The 72-million-year-old herbivore, now named coahuilaceratops magnacuerna, has two large horns above its eyes measuring up to 1.22 metres long - the largest of any other species, providing fresh insight into the history of western North America.
Scientists uncovered fossils belonging to both an adult and a juvenile of the rhino-sized tubby creature at the Cerro del Pueblo Formation in Coahuila, Mexico.
It measured about 6.7 metres long as an adult.
"We know very little about the dinosaurs of Mexico, and this find increases immeasurably our knowledge of the dinosaurs living in Mexico during the Late Cretaceous," said the study's lead author Mark Loewen, a palaeontologist with the Utah Museum of Natural History.

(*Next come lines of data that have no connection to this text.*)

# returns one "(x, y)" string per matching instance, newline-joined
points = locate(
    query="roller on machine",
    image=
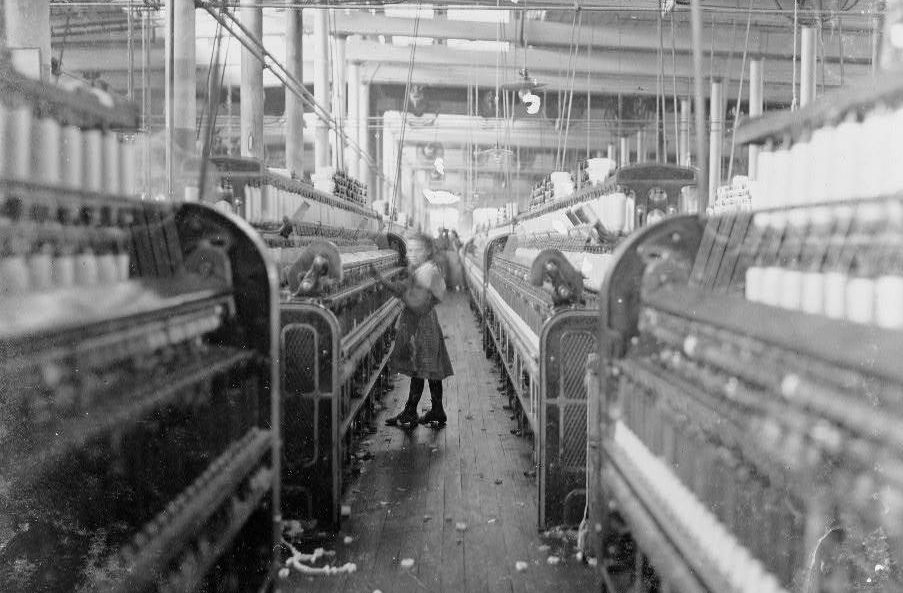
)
(336, 325)
(745, 421)
(139, 411)
(534, 286)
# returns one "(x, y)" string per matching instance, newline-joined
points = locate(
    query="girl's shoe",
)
(407, 419)
(434, 416)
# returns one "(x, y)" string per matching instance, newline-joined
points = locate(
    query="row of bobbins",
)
(858, 158)
(45, 151)
(839, 262)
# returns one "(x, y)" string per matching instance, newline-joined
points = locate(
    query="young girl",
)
(419, 350)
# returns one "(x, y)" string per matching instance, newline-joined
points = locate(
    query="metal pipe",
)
(321, 87)
(352, 122)
(807, 66)
(683, 146)
(696, 25)
(131, 52)
(338, 102)
(363, 137)
(294, 105)
(755, 110)
(715, 140)
(255, 46)
(640, 155)
(251, 105)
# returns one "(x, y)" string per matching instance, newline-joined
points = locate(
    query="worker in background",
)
(455, 269)
(419, 350)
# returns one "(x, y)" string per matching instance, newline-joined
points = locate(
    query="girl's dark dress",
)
(419, 344)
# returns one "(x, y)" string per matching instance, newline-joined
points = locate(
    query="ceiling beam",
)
(554, 62)
(626, 35)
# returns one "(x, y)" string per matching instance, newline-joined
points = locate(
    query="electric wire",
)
(573, 77)
(404, 113)
(737, 113)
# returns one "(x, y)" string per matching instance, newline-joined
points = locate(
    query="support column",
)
(321, 87)
(807, 65)
(716, 129)
(352, 156)
(755, 110)
(339, 147)
(367, 174)
(683, 144)
(251, 97)
(27, 27)
(696, 29)
(181, 95)
(294, 106)
(640, 155)
(389, 158)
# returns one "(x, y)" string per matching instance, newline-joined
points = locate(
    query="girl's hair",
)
(425, 240)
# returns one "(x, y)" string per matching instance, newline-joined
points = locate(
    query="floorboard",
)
(456, 501)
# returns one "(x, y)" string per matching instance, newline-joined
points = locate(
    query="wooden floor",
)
(456, 501)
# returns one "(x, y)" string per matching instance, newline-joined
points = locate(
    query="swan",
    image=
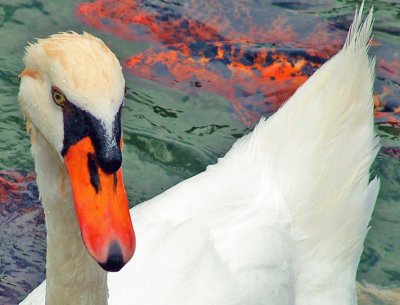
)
(281, 219)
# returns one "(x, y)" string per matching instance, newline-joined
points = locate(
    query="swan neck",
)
(73, 277)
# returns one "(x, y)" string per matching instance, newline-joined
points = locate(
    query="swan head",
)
(72, 91)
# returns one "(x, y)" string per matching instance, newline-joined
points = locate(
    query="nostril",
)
(110, 160)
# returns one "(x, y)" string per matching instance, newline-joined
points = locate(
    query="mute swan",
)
(281, 219)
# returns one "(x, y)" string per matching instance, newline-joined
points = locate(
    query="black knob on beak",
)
(109, 158)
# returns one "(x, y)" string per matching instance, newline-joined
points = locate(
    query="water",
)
(174, 127)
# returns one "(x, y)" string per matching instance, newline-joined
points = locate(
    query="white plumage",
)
(281, 219)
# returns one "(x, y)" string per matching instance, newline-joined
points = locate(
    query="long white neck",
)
(73, 277)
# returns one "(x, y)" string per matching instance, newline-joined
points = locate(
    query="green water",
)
(171, 135)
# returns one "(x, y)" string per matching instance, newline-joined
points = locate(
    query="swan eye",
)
(58, 97)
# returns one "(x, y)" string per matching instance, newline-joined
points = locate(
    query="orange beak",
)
(101, 207)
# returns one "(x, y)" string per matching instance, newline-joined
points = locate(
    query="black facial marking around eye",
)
(58, 96)
(79, 124)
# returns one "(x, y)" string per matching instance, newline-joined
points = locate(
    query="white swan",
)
(281, 219)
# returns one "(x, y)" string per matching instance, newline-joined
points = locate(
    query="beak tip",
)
(115, 260)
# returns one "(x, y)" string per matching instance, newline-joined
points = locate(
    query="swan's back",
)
(281, 219)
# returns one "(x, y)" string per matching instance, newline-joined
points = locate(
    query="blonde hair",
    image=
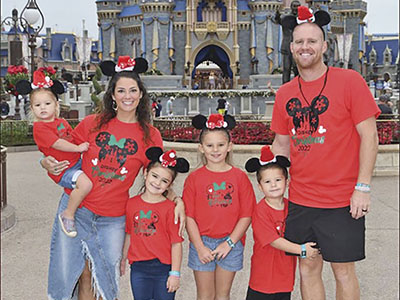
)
(55, 98)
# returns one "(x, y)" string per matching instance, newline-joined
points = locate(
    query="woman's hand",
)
(53, 166)
(180, 214)
(173, 283)
(221, 251)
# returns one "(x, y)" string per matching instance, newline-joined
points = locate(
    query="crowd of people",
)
(325, 125)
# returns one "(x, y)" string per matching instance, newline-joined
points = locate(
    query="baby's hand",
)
(205, 255)
(83, 147)
(311, 251)
(173, 283)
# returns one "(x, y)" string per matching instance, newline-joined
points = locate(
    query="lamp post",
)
(31, 15)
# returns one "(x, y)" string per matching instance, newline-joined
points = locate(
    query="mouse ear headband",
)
(168, 159)
(214, 121)
(125, 64)
(306, 15)
(40, 80)
(266, 157)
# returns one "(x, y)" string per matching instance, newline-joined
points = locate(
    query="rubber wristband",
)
(303, 251)
(175, 273)
(230, 242)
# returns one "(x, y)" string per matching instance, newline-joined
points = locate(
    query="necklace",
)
(323, 86)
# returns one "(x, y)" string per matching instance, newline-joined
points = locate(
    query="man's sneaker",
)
(67, 225)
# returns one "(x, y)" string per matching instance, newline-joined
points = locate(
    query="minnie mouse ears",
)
(168, 159)
(40, 80)
(306, 15)
(267, 157)
(214, 121)
(125, 63)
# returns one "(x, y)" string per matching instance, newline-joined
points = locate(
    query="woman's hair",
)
(142, 111)
(204, 132)
(49, 91)
(154, 164)
(271, 166)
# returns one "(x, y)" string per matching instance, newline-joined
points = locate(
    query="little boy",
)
(272, 271)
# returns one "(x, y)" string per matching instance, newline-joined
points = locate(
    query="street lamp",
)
(31, 15)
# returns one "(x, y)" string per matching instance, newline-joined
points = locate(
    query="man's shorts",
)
(68, 180)
(340, 237)
(233, 262)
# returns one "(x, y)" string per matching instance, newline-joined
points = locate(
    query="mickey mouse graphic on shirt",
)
(220, 194)
(144, 224)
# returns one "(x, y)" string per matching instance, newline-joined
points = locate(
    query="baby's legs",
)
(214, 285)
(83, 187)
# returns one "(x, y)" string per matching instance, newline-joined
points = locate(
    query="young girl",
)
(152, 243)
(272, 271)
(219, 202)
(53, 138)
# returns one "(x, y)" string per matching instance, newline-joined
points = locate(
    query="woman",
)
(118, 138)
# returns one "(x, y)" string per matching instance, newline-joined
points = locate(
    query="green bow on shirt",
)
(145, 216)
(219, 187)
(113, 142)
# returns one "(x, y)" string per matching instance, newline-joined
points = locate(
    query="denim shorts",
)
(99, 240)
(68, 180)
(233, 262)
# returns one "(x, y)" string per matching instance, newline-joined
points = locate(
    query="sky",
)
(67, 15)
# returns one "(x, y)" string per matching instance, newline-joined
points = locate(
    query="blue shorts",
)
(99, 240)
(233, 262)
(68, 180)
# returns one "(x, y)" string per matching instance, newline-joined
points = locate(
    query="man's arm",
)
(281, 145)
(368, 150)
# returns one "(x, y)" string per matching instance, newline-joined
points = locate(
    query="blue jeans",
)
(99, 240)
(149, 280)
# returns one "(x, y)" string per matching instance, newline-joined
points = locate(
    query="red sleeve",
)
(263, 229)
(359, 100)
(247, 197)
(279, 124)
(81, 132)
(188, 196)
(173, 229)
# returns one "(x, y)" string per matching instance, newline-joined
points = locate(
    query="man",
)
(287, 60)
(170, 111)
(325, 119)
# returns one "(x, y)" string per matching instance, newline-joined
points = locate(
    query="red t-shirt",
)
(324, 147)
(217, 200)
(115, 156)
(272, 271)
(46, 134)
(152, 230)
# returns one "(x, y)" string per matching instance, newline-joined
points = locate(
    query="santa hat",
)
(266, 157)
(168, 159)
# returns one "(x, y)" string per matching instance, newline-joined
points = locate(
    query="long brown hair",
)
(142, 111)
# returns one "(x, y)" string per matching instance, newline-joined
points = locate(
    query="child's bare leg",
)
(205, 283)
(83, 187)
(223, 283)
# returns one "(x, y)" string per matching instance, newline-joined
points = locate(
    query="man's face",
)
(293, 6)
(308, 45)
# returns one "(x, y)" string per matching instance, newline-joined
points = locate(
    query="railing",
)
(3, 176)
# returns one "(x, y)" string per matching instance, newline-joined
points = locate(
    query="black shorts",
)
(255, 295)
(340, 237)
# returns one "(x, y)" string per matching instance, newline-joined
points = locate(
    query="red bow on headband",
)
(266, 155)
(168, 159)
(215, 121)
(125, 63)
(40, 80)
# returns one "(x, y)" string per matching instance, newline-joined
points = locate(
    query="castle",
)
(240, 36)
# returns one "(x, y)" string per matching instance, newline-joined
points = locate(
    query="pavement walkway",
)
(25, 247)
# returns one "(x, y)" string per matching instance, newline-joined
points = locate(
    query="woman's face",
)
(127, 95)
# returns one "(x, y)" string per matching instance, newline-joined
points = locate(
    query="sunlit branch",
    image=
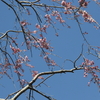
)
(41, 74)
(8, 32)
(48, 97)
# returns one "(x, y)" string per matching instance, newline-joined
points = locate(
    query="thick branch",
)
(40, 74)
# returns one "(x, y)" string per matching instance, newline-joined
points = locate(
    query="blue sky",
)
(67, 45)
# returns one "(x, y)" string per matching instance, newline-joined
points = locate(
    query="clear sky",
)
(68, 45)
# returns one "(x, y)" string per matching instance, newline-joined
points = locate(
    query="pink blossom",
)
(29, 65)
(15, 50)
(24, 23)
(86, 16)
(35, 73)
(48, 17)
(37, 26)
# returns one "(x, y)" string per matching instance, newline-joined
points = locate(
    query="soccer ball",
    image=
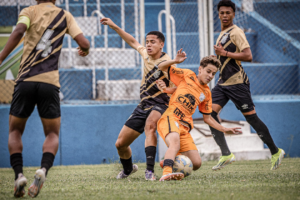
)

His team is to release a book next week detailing the find, which took place during expeditions in 2002 and 2003 in the Coahuila desert. The study was funded by the National Geographic Society and the University of Utah.
When dinosaurs lived in this corner of Mexico, it was a lush, humid estuary where ocean water mixed with fresh water from rivers, similar to the US Gulf Coast today.
Many dinosaur bones unearthed in the area are covered with fossilised snails and marine clams, indicating that the creatures lived close to the seashore.
The rocks in which the palaeontologists found coahuilaceratops contained large fossil deposits of jumbled duck-bill dinosaur skeletons.
According to the scientists, the dinosaurs likely died en masse in the area due to storms similar to present-day hurricanes.
During most of the Late Cretaceous Period, 97 to 65 million years ago, high global sea levels led to flooding of the central, low-lying portion of North America.
Ultimately, a warm, shallow sea emerged, stretching from the Gulf of Mexico to the Arctic Ocean and splitting the continent into eastern and western landmasses.
"We are confident that Mexican dinosaurs will be a critical element in unravelling the ancient mystery of this island continent," said Scott Sampson of the Utah Museum of Natural History.